This is the third and last part in our series about causes for insomnia. In part 1 we highlighted the psychological factors that contribute to insomnia and in Part 2, the environmental factors that contribute to insomnia. In this post, we will focus on physiological contributors.
Snoring may signal a temporary narrowing or blockage of the upper airway during sleep. Sleep apnea may cause multiple arousals across the night which affect the quality of sleep and, if you have a hard time falling back to sleep, you may experience insomnia symptoms. It is estimated that more than 18 million Americans have sleep apnea.

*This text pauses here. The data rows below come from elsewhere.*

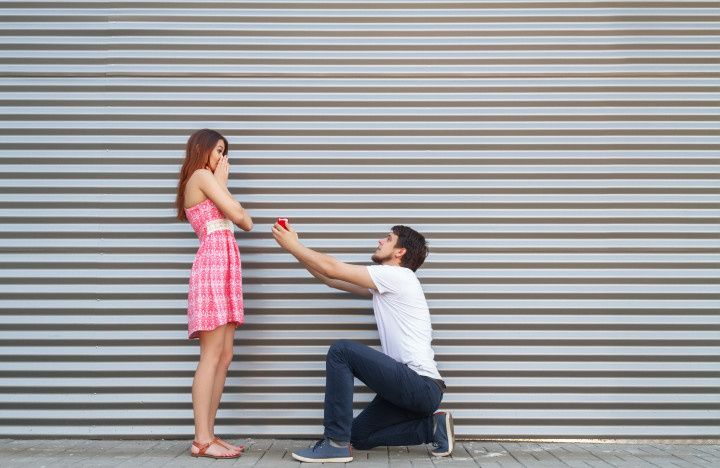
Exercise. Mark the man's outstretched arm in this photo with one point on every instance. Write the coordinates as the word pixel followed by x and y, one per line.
pixel 331 271
pixel 341 285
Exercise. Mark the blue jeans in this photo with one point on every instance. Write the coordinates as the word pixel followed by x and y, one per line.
pixel 400 414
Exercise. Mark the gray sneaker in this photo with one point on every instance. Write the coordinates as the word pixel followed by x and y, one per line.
pixel 444 436
pixel 324 452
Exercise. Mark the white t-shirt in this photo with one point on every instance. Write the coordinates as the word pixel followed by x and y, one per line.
pixel 403 318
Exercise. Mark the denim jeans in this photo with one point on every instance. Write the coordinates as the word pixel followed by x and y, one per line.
pixel 400 414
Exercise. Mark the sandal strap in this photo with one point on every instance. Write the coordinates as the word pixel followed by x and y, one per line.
pixel 225 444
pixel 202 448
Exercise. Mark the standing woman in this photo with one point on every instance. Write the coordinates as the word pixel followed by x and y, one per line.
pixel 215 304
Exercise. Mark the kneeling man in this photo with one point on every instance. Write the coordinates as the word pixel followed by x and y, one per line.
pixel 404 375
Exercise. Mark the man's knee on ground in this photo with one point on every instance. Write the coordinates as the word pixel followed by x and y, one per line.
pixel 359 436
pixel 339 347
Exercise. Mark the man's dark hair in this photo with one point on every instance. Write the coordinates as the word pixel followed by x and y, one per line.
pixel 414 244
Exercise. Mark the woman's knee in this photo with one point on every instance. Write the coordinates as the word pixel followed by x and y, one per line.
pixel 226 357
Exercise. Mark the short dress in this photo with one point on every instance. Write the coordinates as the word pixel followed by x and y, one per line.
pixel 215 292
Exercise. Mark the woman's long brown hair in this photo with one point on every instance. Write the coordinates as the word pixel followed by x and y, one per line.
pixel 197 153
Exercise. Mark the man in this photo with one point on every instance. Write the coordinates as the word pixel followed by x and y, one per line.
pixel 404 376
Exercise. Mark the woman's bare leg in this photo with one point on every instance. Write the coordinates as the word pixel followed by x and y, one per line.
pixel 211 351
pixel 220 376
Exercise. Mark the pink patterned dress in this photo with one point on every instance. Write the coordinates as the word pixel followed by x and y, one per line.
pixel 215 293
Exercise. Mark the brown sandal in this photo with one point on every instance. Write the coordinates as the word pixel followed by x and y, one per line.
pixel 227 446
pixel 202 448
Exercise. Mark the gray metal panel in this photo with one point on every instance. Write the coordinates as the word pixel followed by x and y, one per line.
pixel 562 159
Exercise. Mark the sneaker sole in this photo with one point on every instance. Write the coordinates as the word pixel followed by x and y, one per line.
pixel 322 460
pixel 450 428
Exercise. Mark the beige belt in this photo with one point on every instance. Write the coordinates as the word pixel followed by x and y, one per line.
pixel 218 225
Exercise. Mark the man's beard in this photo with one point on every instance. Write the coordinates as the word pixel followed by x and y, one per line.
pixel 379 260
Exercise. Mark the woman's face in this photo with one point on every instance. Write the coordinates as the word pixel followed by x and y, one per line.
pixel 216 154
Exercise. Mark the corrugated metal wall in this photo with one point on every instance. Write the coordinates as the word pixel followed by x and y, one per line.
pixel 561 157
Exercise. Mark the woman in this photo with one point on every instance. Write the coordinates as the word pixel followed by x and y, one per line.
pixel 215 304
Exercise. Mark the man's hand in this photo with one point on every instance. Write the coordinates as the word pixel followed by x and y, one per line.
pixel 286 238
pixel 327 267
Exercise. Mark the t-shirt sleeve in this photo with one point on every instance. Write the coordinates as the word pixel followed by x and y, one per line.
pixel 386 278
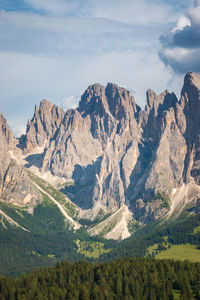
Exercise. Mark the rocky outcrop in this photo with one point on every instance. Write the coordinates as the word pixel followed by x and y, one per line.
pixel 115 154
pixel 43 126
pixel 15 185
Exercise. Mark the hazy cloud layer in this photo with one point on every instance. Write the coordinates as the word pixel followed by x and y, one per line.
pixel 55 49
pixel 181 46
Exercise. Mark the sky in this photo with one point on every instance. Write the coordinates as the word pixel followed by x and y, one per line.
pixel 55 49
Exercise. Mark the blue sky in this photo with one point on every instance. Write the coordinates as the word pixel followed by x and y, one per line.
pixel 54 49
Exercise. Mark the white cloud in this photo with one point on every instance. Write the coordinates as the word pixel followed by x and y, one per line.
pixel 181 46
pixel 45 35
pixel 58 52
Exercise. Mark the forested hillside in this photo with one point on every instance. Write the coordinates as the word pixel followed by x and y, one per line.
pixel 122 279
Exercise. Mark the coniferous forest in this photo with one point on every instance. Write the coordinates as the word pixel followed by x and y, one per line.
pixel 126 278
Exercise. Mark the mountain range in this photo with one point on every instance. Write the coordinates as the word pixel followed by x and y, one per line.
pixel 108 166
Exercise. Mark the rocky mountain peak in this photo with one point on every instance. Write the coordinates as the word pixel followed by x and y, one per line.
pixel 93 101
pixel 121 103
pixel 42 127
pixel 6 135
pixel 157 103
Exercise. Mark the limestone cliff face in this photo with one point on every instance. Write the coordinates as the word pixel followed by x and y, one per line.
pixel 43 125
pixel 15 185
pixel 116 154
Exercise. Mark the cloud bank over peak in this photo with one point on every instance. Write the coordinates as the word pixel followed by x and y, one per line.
pixel 181 45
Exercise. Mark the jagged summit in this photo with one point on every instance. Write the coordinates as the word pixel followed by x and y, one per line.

You should make an appointment with your healthcare provider for a sleep evaluation if:
- You wake up snorting or gasping (even if you fall right back to sleep).
- You have noticed, or have been told, that you snore.
- Your throat or mouth is dry when you wake up in the morning.
- You wake up non-refreshed.
- You wake up with a headache.
- You get up multiple times during the night to urinate.
- You feel very sleepy during the day and tend to doze if you are engaged in a sedentary activity (like watching TV or reading).
Another medical condition that can increase your risk for insomnia is Restless Leg Syndrome (or RLS). RLS is characterized by the urge or need to move the legs to stop unpleasant tingling, creeping or crawling sensations in the legs. When the legs are moved, the unpleasant sensation dissipates. These frustrating sensations can last for an hour or more and can cause sleep disruption by preventing someone from falling asleep.
A very common sleep disruptor is chronic pain or pain as the result of an injury. Waking up in the middle of the night and then being unable to get back to sleep because you can’t get into a comfortable position could lead to ongoing sleep disruption. Ironically, pain medications can disrupt the sleep if they are wearing off when in the middle of the night.
Illness can also disrupt the sleep and lead to insomnia. Many medical conditions, as well as the drugs used to treat them can negatively impact sleep. Some medical problems may include arthritis, cancer (and cancer treatment), heart failure, lung disease, gastro esophageal reflux disease (GERD), overactive thyroid, stroke, Parkinson’s disease and Alzheimer’s disease.
Finally, a very common side effect of many prescription drugs is sleep loss or insomnia. These prescriptions drugs may include some antidepressants, heart and blood pressure medications, allergy medications, stimulants (such as Ritalin), and corticosteroids. Many over-the-counter medications — including some pain medication, decongestants and weight-loss products — contain caffeine and other stimulants, which may also disrupt your sleep.
If you feel that a medical condition or your current medication regimen may be contributing to sleep disruption, please contact your healthcare provider.